Posted by 公益財団法人 日本科学協会 at 14:38 | 日中未来共創プロジェクト | この記事のURL | コメント(0) | トラックバック(0)
中国武術を通じた日中の民間文化交流 [2023年09月15日(Fri)]
 2023年9月5日、中国の少林寺訪日団が日本財団ビル(東京港区)を訪問し、少林武術の演武等を通じて日中の民間交流と相互理解を深めました。

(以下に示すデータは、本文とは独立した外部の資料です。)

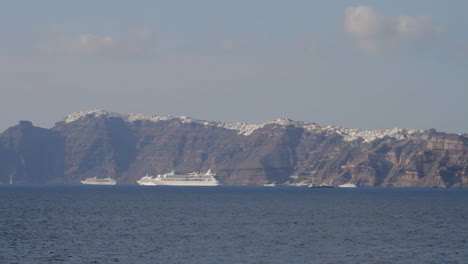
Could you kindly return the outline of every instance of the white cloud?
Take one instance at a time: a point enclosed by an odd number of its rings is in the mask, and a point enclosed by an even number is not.
[[[368,6],[349,7],[345,12],[345,31],[369,53],[406,40],[420,39],[441,30],[430,16],[386,16]]]
[[[132,55],[142,52],[145,44],[151,42],[152,33],[148,29],[135,31],[116,39],[110,35],[82,34],[74,37],[56,35],[49,37],[37,45],[37,49],[45,54],[110,54]]]
[[[81,35],[67,44],[65,48],[73,53],[95,53],[111,49],[115,41],[111,36]]]

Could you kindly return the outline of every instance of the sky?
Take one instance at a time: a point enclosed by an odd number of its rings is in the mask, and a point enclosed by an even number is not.
[[[69,113],[468,132],[466,0],[2,1],[0,131]]]

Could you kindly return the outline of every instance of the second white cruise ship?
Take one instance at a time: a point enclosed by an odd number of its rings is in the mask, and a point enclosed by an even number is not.
[[[86,178],[86,180],[81,181],[82,184],[93,184],[93,185],[115,185],[117,182],[112,178],[98,179],[97,177]]]
[[[139,185],[166,185],[166,186],[218,186],[219,181],[215,178],[215,174],[208,170],[202,174],[192,172],[188,174],[178,175],[174,171],[171,173],[153,176],[143,176],[137,181]]]

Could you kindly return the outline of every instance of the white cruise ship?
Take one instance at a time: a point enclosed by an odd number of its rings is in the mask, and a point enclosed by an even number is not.
[[[115,185],[117,182],[112,178],[98,179],[97,177],[86,178],[86,180],[81,181],[82,184],[94,184],[94,185]]]
[[[345,183],[345,184],[338,185],[338,187],[341,187],[341,188],[356,188],[357,186],[354,183]]]
[[[139,185],[167,185],[167,186],[218,186],[219,181],[215,178],[215,174],[208,170],[207,173],[202,174],[192,172],[183,175],[177,175],[172,171],[171,173],[153,176],[143,176],[137,181]]]

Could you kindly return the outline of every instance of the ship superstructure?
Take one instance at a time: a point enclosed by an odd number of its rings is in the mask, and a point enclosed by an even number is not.
[[[174,171],[158,176],[143,176],[137,181],[139,185],[167,185],[167,186],[217,186],[219,181],[216,174],[208,170],[205,174],[192,172],[175,174]]]
[[[82,184],[93,184],[93,185],[115,185],[117,182],[112,178],[98,179],[96,177],[86,178],[86,180],[81,181]]]

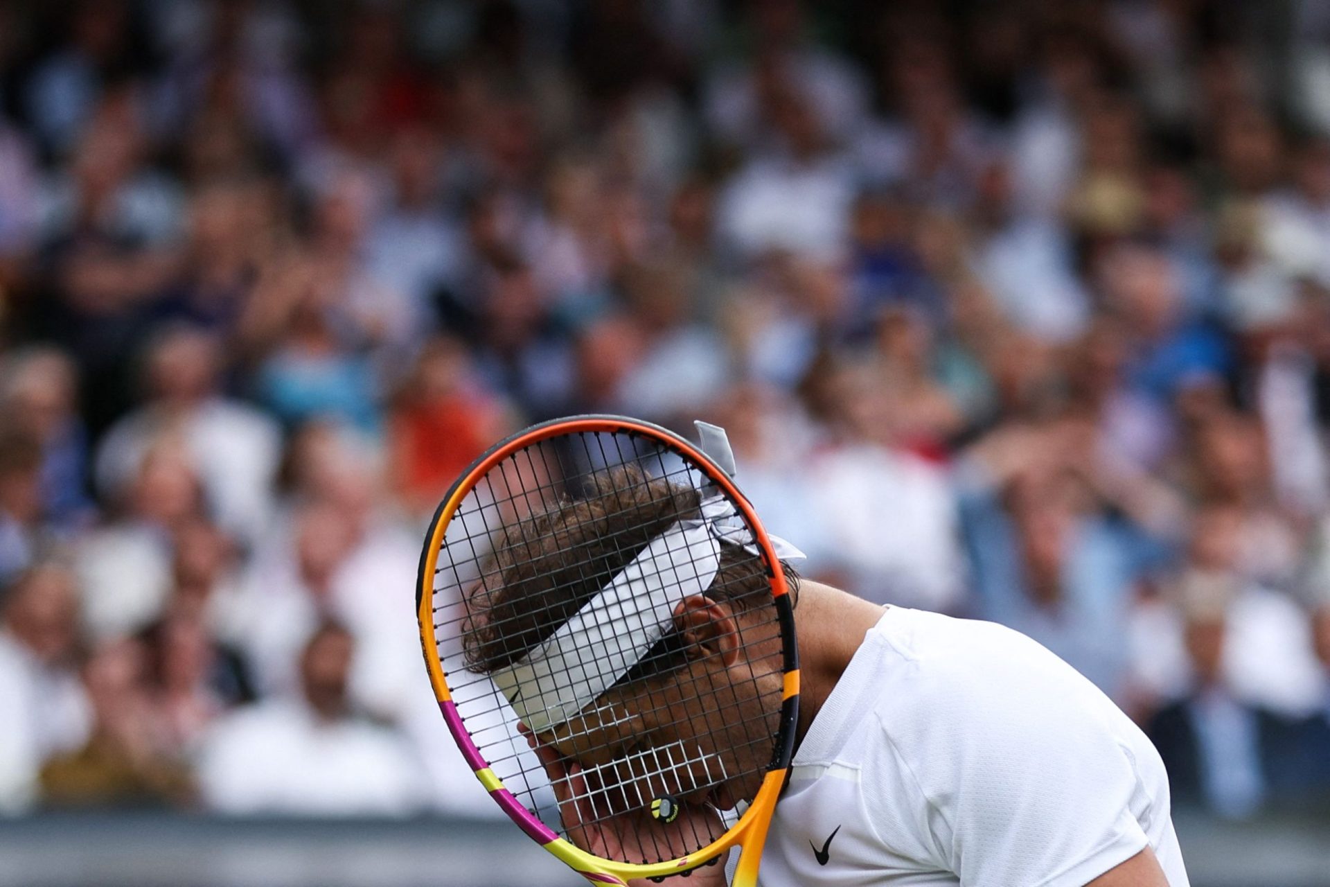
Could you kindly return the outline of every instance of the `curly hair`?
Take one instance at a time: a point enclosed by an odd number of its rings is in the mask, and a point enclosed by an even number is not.
[[[592,475],[581,497],[504,528],[481,570],[484,578],[467,600],[467,668],[488,674],[520,660],[609,585],[652,540],[678,520],[698,517],[700,504],[701,493],[690,485],[621,465]],[[782,567],[791,590],[797,589],[798,574]],[[706,594],[737,610],[767,600],[770,578],[763,560],[722,545],[720,570]],[[618,684],[673,670],[686,657],[680,638],[666,634]]]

 この交流は、中国河南省の嵩山少林寺第30代住職 釈永信氏を団長とする訪日団が、日中平和友好条約締結45周年記念事業の一環として実施する文化交流活動で、この日は、少林寺武僧2名による少林拳の演武披露となりました。


 演武に先立ち、日本財団 吉倉和宏常務理事は、日本財団は日中医学生交流や日中佐官級交流を始めとした多様な日中交流事業を実施していること、少林寺との関わりは笹川良一元会長の頃の普及・周知活動にまで遡ることに言及したうえで、「本日は、中国関連事業の一端を見ていただき、中国を感じ、交流を深めることで、各事業も深みをもって見ることができるのではないかと思う。まずは少林拳の演武という貴重な機会を楽しんで欲しい」との期待を述べました。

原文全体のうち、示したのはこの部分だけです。